Do Luis Nassif
Agora que as notícias dão conta da boa perspectiva de
restabelecimento do Lula, é curioso debruçar sobre as análises
apressadas sobre uma era pós-Lula.
Aliás, chocante a maneira como algumas comentaristas celebraram a
doença de Lula. Até nos ambientes mais selvagens - das guerras, por
exemplo - há a ética do guerreiro, de embainhar as armas quando vê o
inimigo caído, por doença, tragédia ou mesmo na derrota. Por aqui, não: é
selvageria em estado puro.
A analista-torcedora supos que, com a doença de Lula, haveria uma
mudança radical no quadro político. Sem voz, Lula seria como um Sansão
sem cabelos. Sem Lula, não haveria Fernando Haddad. Sem contar os
diagnósticos médico-políticos, de que Lula foi castigado por sua vida
desregrada. Zerado o jogo político, concluiu triunfante.

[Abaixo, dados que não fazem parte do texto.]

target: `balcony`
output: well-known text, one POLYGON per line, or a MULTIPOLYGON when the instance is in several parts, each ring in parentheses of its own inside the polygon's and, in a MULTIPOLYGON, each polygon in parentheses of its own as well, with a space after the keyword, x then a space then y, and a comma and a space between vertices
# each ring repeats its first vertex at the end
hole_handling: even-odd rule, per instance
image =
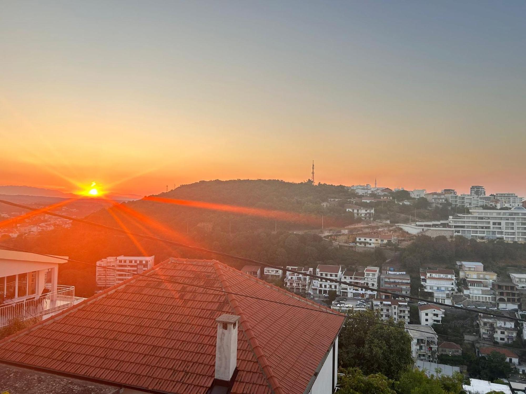
POLYGON ((14 319, 42 319, 47 317, 46 315, 54 315, 84 299, 75 296, 74 286, 58 286, 56 292, 50 291, 50 284, 46 284, 39 296, 18 300, 6 300, 0 306, 0 328, 7 326, 14 319))

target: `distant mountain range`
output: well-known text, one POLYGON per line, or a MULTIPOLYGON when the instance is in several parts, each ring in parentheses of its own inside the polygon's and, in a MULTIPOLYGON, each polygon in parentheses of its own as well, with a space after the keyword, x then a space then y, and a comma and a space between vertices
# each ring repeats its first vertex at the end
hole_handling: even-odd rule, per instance
MULTIPOLYGON (((0 186, 0 194, 7 195, 26 195, 38 197, 57 197, 61 199, 83 199, 96 200, 99 199, 92 198, 85 196, 78 195, 73 193, 64 193, 58 190, 42 188, 35 188, 32 186, 15 186, 8 185, 0 186)), ((105 195, 108 199, 118 201, 129 201, 140 200, 143 196, 137 194, 119 194, 109 193, 105 195)))

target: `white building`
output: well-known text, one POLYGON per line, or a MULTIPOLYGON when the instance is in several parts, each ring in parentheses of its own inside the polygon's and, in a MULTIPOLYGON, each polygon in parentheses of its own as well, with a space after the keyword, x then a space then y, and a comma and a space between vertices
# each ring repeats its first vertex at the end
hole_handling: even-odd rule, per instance
POLYGON ((469 214, 449 216, 449 226, 455 235, 466 238, 526 241, 526 208, 472 210, 469 214))
POLYGON ((97 262, 97 288, 99 290, 108 288, 129 279, 136 274, 141 274, 154 266, 154 256, 117 256, 100 259, 97 262), (110 269, 105 268, 106 267, 110 269), (111 268, 126 272, 116 271, 111 268))
MULTIPOLYGON (((327 265, 319 264, 316 267, 316 275, 331 279, 341 280, 343 271, 340 265, 327 265)), ((341 295, 340 284, 329 281, 325 279, 312 279, 312 293, 315 294, 328 294, 329 292, 333 290, 338 295, 341 295)))
POLYGON ((0 328, 15 318, 47 318, 84 299, 75 296, 75 286, 57 284, 67 259, 0 249, 0 328))
POLYGON ((420 315, 420 324, 423 326, 431 326, 433 324, 441 324, 442 317, 446 310, 437 305, 419 305, 418 313, 420 315))
POLYGON ((517 288, 526 290, 526 274, 510 274, 510 277, 517 288))
POLYGON ((483 186, 472 186, 470 188, 469 194, 471 195, 485 195, 486 189, 483 186))
POLYGON ((438 336, 432 327, 420 324, 406 324, 406 329, 411 336, 411 352, 415 361, 434 361, 437 357, 438 336))
POLYGON ((287 269, 298 271, 285 274, 285 287, 294 293, 310 293, 312 291, 311 277, 307 275, 312 273, 312 268, 308 267, 287 266, 287 269))
POLYGON ((427 269, 421 271, 420 276, 424 291, 433 293, 435 302, 452 304, 452 293, 457 288, 455 273, 452 269, 427 269))
POLYGON ((413 199, 419 199, 420 197, 425 197, 427 192, 425 189, 415 189, 409 191, 409 195, 413 199))
POLYGON ((392 235, 378 235, 377 236, 366 236, 360 235, 356 237, 355 241, 357 246, 366 246, 366 247, 378 247, 378 246, 387 246, 391 244, 398 244, 398 239, 392 235))
POLYGON ((372 302, 373 309, 380 312, 382 320, 392 318, 395 323, 403 320, 409 322, 409 306, 407 302, 400 299, 376 299, 372 302))
POLYGON ((519 330, 515 322, 505 317, 482 317, 479 315, 479 330, 480 337, 500 344, 511 344, 517 337, 519 330))
POLYGON ((375 216, 375 209, 368 206, 359 206, 353 204, 346 204, 345 210, 352 212, 355 217, 361 217, 366 220, 372 220, 375 216))
POLYGON ((267 280, 281 279, 283 276, 283 270, 272 267, 265 267, 263 268, 263 275, 267 280))

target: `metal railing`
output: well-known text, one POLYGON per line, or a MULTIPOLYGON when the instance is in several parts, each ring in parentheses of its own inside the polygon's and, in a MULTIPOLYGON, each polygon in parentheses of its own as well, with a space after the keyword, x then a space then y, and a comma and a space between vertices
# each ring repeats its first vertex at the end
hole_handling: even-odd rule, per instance
POLYGON ((41 318, 69 308, 75 301, 74 286, 58 286, 57 291, 49 292, 50 285, 46 284, 47 293, 28 297, 23 299, 6 299, 0 306, 0 328, 15 319, 25 320, 41 318))

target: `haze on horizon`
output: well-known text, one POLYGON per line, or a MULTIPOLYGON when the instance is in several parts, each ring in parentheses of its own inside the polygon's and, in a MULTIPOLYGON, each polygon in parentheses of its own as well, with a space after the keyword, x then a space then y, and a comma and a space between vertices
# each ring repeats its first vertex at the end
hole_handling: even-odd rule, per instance
POLYGON ((0 5, 0 184, 526 195, 524 2, 0 5))

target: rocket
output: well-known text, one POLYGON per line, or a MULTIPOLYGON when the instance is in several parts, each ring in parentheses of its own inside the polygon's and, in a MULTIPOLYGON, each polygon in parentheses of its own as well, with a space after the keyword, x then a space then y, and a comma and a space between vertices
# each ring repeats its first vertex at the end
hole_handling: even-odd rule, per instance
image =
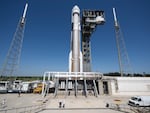
POLYGON ((25 22, 27 8, 28 8, 28 3, 26 3, 26 5, 25 5, 23 16, 22 16, 22 20, 21 20, 21 24, 24 24, 24 22, 25 22))
POLYGON ((69 72, 83 72, 82 52, 80 47, 81 24, 80 9, 75 5, 72 9, 71 51, 69 54, 69 72))

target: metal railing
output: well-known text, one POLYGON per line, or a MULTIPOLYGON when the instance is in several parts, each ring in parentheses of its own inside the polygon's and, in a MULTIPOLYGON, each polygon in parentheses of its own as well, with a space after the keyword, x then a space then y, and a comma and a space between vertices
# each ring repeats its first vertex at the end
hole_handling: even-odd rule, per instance
POLYGON ((0 109, 0 113, 37 113, 43 111, 46 108, 46 104, 0 109))

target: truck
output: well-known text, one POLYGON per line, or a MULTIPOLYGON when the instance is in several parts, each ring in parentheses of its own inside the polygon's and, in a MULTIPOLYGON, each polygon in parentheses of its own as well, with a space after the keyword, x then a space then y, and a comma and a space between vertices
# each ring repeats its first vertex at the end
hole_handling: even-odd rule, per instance
POLYGON ((42 87, 43 87, 42 83, 38 84, 37 87, 33 89, 33 93, 41 93, 42 87))
POLYGON ((133 96, 129 99, 128 105, 136 107, 150 107, 150 96, 133 96))

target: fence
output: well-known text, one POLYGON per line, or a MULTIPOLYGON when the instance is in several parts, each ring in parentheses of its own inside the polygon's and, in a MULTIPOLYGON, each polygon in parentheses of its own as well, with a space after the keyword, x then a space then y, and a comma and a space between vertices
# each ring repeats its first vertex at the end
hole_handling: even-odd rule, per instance
POLYGON ((45 104, 25 106, 10 109, 1 109, 0 113, 38 113, 46 108, 45 104))

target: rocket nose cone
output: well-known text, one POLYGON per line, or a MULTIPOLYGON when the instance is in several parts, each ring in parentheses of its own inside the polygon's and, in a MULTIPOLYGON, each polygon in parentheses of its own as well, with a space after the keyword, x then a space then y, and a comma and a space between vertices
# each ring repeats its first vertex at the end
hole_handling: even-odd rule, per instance
POLYGON ((72 13, 80 13, 80 9, 77 5, 75 5, 72 9, 72 13))

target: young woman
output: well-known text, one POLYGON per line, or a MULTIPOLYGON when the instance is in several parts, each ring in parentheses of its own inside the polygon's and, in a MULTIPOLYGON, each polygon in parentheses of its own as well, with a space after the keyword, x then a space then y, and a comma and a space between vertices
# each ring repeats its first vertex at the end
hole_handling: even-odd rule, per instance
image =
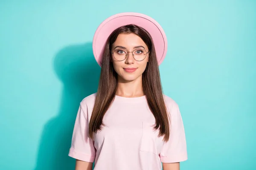
POLYGON ((146 15, 124 13, 101 24, 93 43, 102 67, 97 92, 80 103, 69 156, 76 170, 178 170, 187 159, 177 104, 163 93, 159 65, 167 40, 146 15))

Num de seus discursos mais conhecidos, Lula bradava para a multidão:
"Se cortarem um braço meu, vocês serão meu braço; se calarem a minha
voz, vocês serão minha voz...".
Qualquer tragédia com Lula o alçaria à condição de semideus, como foi
com Vargas. O suicídio de Vargas pavimentou por dez anos as eleições de
seus seguidores. É só imaginar o que seriam os comícios com a reprodução dos discursos de Lula. Haveria comoção geral.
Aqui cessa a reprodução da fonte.